Attendu que le recours d’un constructeur contre un autre constructeur a pour objet de déterminer la charge définitive de la dette que devra supporter chaque responsable […]

Attendu que la Cour de cassation a jugé qu’une telle action, qui ne peut être fondée sur la garantie décennale, est de nature contractuelle si les constructeurs sont contractuellement liés et de nature quasi-délictuelle s’ils ne le sont pas (3e Civ., 8 février 2012, pourvoi n° 11-11.417, Bull. 2012, III, n° 23 ) ;

Attendu que le délai de la prescription de ce recours et son point de départ ne relèvent pas des dispositions de l’article 1792-4-3 du code civil;

Attendu qu’il s’ensuit que le recours d’un constructeur contre un autre constructeur ou son sous-traitant relève des dispositions de l’article 2224 du code civil ; qu’il se prescrit donc par cinq ans à compter du jour où le premier a connu ou aurait dû connaître les faits lui permettant de l’exercer« 

https://www.courdecassation.fr/jurisprudence_2/troisieme_chambre_civile_572/23_16_44245.html

Certains commentateurs ont déjà ri de voir la Cour citer sa propre jurisprudence au sein d’un arrêt dont la valeur de principe est déjà acquise.
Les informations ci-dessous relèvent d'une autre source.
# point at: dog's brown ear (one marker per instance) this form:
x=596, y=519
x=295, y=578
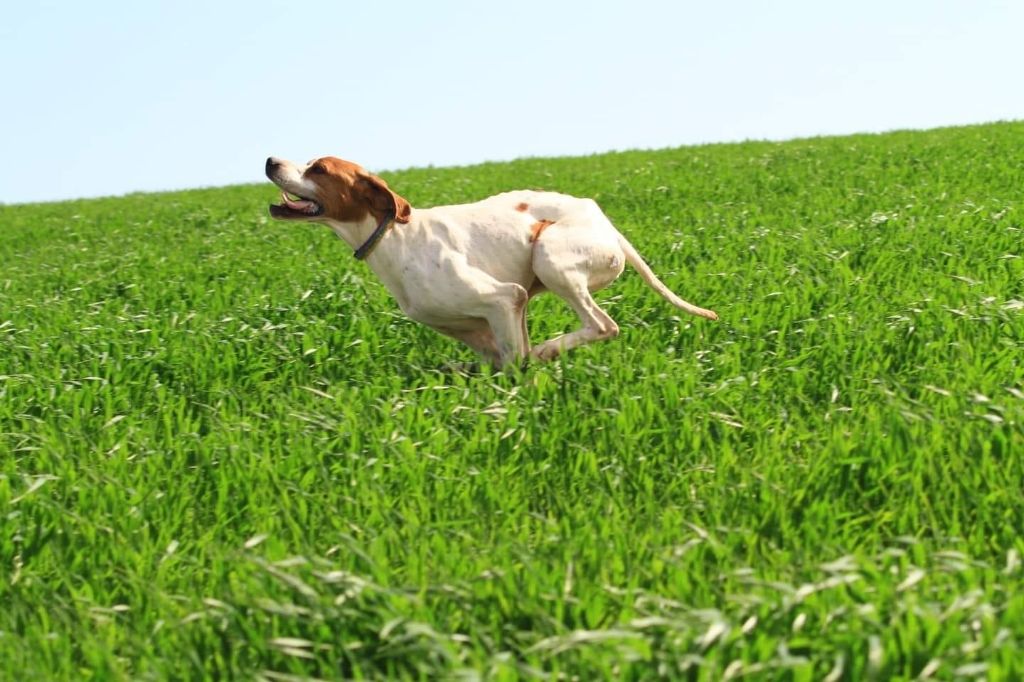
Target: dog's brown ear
x=383, y=201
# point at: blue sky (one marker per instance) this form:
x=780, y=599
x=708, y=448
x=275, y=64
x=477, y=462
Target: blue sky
x=110, y=97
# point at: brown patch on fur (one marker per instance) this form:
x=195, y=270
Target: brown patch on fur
x=538, y=227
x=347, y=192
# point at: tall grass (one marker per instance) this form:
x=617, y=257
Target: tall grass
x=224, y=453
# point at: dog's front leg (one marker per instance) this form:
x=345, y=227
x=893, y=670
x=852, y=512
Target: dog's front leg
x=504, y=312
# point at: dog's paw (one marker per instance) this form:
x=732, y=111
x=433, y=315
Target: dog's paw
x=546, y=351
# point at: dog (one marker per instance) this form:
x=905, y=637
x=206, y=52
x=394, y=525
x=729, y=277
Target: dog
x=469, y=270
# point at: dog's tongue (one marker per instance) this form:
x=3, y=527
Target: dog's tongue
x=301, y=205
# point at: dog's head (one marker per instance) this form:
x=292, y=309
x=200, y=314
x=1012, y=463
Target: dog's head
x=331, y=188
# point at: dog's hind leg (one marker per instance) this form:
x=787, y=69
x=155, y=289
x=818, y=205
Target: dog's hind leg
x=571, y=270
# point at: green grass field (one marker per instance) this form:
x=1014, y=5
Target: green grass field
x=225, y=454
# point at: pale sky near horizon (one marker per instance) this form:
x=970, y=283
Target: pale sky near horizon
x=110, y=97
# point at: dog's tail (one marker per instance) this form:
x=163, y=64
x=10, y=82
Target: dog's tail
x=634, y=259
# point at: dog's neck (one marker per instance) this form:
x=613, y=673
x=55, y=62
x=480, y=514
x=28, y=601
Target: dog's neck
x=353, y=233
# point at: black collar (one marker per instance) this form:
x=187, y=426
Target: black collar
x=369, y=245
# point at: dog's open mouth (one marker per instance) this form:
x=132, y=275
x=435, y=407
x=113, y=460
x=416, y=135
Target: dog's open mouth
x=295, y=208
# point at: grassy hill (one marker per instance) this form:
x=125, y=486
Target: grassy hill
x=224, y=452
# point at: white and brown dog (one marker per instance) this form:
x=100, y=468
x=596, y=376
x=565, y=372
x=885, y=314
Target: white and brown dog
x=469, y=270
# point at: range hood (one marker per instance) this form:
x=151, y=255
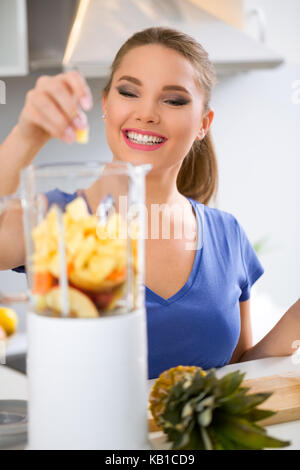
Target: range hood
x=102, y=26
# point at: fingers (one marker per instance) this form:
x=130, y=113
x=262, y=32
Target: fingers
x=46, y=114
x=55, y=105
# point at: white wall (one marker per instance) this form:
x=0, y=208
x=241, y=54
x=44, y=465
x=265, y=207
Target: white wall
x=256, y=132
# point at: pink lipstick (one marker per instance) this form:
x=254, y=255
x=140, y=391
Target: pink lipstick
x=147, y=145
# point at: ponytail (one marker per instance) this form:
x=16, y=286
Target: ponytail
x=198, y=174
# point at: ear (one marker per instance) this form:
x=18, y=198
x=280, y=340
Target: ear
x=206, y=123
x=104, y=102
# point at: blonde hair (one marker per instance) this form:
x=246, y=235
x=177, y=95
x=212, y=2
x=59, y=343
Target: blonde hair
x=198, y=174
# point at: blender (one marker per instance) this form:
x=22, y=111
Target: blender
x=86, y=326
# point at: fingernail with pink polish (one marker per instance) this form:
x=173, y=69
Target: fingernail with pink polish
x=86, y=102
x=80, y=122
x=69, y=135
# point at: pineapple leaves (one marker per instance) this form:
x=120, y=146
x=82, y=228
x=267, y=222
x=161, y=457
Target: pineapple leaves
x=204, y=412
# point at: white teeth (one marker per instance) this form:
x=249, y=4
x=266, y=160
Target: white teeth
x=145, y=139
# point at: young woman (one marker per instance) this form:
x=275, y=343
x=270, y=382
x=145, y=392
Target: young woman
x=198, y=307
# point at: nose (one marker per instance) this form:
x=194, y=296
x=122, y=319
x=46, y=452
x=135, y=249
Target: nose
x=148, y=113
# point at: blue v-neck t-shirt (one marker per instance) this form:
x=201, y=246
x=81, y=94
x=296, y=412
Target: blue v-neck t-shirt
x=200, y=324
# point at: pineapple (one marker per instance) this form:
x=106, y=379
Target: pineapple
x=196, y=410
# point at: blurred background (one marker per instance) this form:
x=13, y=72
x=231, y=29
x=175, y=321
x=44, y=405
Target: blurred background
x=255, y=45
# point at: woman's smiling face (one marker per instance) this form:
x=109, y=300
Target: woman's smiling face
x=155, y=107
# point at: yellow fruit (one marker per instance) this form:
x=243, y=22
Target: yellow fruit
x=81, y=305
x=77, y=209
x=82, y=135
x=8, y=320
x=163, y=385
x=2, y=334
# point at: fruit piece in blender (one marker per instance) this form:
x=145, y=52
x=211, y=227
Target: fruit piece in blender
x=81, y=306
x=43, y=282
x=8, y=320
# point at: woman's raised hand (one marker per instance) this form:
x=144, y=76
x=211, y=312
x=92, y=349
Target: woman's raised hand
x=55, y=108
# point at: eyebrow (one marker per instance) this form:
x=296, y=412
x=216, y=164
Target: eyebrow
x=136, y=81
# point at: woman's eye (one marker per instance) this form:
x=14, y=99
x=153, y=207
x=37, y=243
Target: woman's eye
x=126, y=93
x=177, y=102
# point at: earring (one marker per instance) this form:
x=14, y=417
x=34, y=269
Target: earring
x=201, y=135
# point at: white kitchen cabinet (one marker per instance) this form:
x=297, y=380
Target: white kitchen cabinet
x=13, y=38
x=230, y=11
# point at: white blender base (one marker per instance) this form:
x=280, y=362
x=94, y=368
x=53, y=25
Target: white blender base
x=88, y=382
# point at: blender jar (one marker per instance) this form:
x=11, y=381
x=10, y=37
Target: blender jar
x=87, y=344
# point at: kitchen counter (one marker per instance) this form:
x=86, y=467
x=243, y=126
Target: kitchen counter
x=13, y=385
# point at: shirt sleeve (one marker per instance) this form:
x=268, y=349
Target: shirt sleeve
x=252, y=266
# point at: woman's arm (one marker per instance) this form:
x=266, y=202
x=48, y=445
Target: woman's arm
x=52, y=109
x=245, y=340
x=281, y=340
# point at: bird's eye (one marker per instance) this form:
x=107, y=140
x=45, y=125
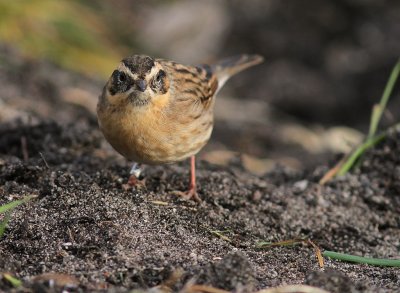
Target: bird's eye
x=121, y=77
x=160, y=76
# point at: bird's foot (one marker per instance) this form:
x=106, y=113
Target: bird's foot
x=134, y=183
x=191, y=194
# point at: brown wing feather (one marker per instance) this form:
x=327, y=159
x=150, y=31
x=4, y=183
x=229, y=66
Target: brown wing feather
x=192, y=84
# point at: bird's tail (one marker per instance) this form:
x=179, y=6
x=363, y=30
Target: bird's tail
x=228, y=67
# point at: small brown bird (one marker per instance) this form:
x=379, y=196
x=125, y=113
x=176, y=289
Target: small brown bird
x=155, y=111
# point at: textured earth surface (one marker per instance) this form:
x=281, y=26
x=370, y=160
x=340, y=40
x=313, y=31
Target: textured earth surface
x=86, y=231
x=85, y=225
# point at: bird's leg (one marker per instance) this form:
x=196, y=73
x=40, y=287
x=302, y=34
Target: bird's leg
x=192, y=192
x=134, y=180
En réalité, la Haute Juridiction ne fait que rappeler au lecteur qu’elle acte ici une règle déjà sous entendue dans ses décisions passées, à savoir que le délai de recours d’un constructeur contre un autre constructeur ou son sous-traitant, ne saurait être soumis aux dispositions de l’article 1792-4-3 du Code Civil (soit dix années à compter de la réception) mais bien plutôt à l’article 2224 du Code Civil (cinq ans à compter du jour où le premier a connu ou aurait dû connaître les faits lui permettant de l’exercer).

Constructeurs, si vous êtes mis en cause 9 ans, 11 mois et 28 jours après la réception, vous disposerez donc d’un délai de 5 ans à compter de cette mise en cause pour exercer vos recours.

Il s’agit d’une décision juste et respectueuse du droit d’accès à un Tribunal et plus généralement, du droit de tous à un recours effectif (article 13 de la CEDH).